医療費控除の計算方法と家計簿での管理のしかた

1年間に払った医療費が多かった年は、確定申告で税金の一部が戻ってくることがあります。それが医療費控除です。計算式自体はシンプルですが、「1年分の領収書を年末に集める」のが一番大変な作業です。この記事では計算方法と、家計簿で日々の医療費をもれなく拾っておくコツを解説します。

タグを付けて取引を記帳する仕訳モーダル画面
記帳時に医療費タグを付けておけば、年末にタグ合計を見るだけで集計できます(アプリ実画面)

医療費控除の計算式

医療費控除の額は、次の式で計算します。

医療費控除額 = (1年間に支払った医療費の合計 − 保険金などで補填された金額) − (10万円 または 総所得金額等の5%のいずれか低い方)
※控除額の上限は200万円

「保険金などで補填された金額」とは、生命保険の入院給付金や健康保険の高額療養費・出産育児一時金などです。実際に自分の懐から出た金額だけが対象になります。

総所得金額等が200万円未満の人は、基準額が10万円ではなく「所得の5%」になるため、10万円未満の医療費でも控除の対象になることがあります。

計算例

Aさん(所得500万円)Bさん(所得150万円)
1年間の医療費18万円9万円
保険金などの補填3万円0円
基準額10万円7.5万円(所得の5%)
控除額18万円−3万円−10万円 = 5万円9万円−0円−7.5万円 = 1.5万円

医療費控除の対象になるもの・ならないもの

対象になるのは「治療目的」の医療費です。予防・健康増進・美容目的の支出は対象外という原則を押さえておくと判断しやすくなります。

対象になる例対象にならない例
病院・歯科の診療費、治療費
処方薬の購入費
通院の公共交通機関の交通費
治療のためのマッサージ・鍼灸
出産費用
健康診断・人間ドックの費用(異常が見つからなかった場合)
予防接種
サプリメント・健康食品
美容目的の整形
自家用車のガソリン代・駐車場代
健康診断は「異常が見つかり、引き続き治療を受けた場合」に限り対象になる、という例外があります。迷う支出は国税庁の医療費控除の説明で確認するのが確実です。

家計簿で医療費をもれなく拾う方法

医療費控除でいちばん面倒なのは、計算そのものより「1年間の医療費をあとから思い出して集める」作業です。年末に慌てないためのポイントは3つです。

  1. 医療費専用のタグを1つ作る:通院・薬局・歯科など、支払い方法(現金・カード)が違っても、記帳のたびに同じタグを付けておけば、あとから金額だけを合算できます。
  2. 交通費もその場でタグ付けする:通院の交通費は忘れがちですが、家計簿に「通院交通費 300 現金」のように記帳する習慣があれば、年末の集計にもれません。
  3. 家族分もまとめて記録する:医療費控除は生計を一にする家族の分を合算できます。
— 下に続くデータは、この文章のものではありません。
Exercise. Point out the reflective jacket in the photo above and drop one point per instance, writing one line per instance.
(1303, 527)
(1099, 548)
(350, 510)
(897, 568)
家族の医療費も同じタグで記帳しておくと、世帯としての控除額をすぐ計算できます。
kurofukubo は取引にタグを付けて記帳できます。医療費用のタグを1つ作っておけば、年末に「タグ別の合計」を見るだけで1年分の医療費が集計できます。レシートを封筒に貯めて年末に慌てる必要がありません。

よくある質問

医療費控除はいくらから受けられますか?

原則、1年間(1月1日〜12月31日)に支払った医療費の合計が10万円を超えると対象になります。総所得金額等が200万円未満の場合は、10万円ではなく所得の5%が基準になります。

医療費控除はどうやって計算しますか?

「(1年間に支払った医療費の合計 − 保険金などで補填された金額) − (10万円 または 総所得金額等の5%のいずれか低い方)」で計算します。控除額の上限は200万円です。

通院の交通費も医療費控除に含められますか?

はい。公共交通機関を使った通院の交通費は医療費控除の対象になります。ただし自家用車のガソリン代・駐車場代は対象外です。領収書が出ない交通費は、日付・区間・金額をメモしておくと申告時に使えます。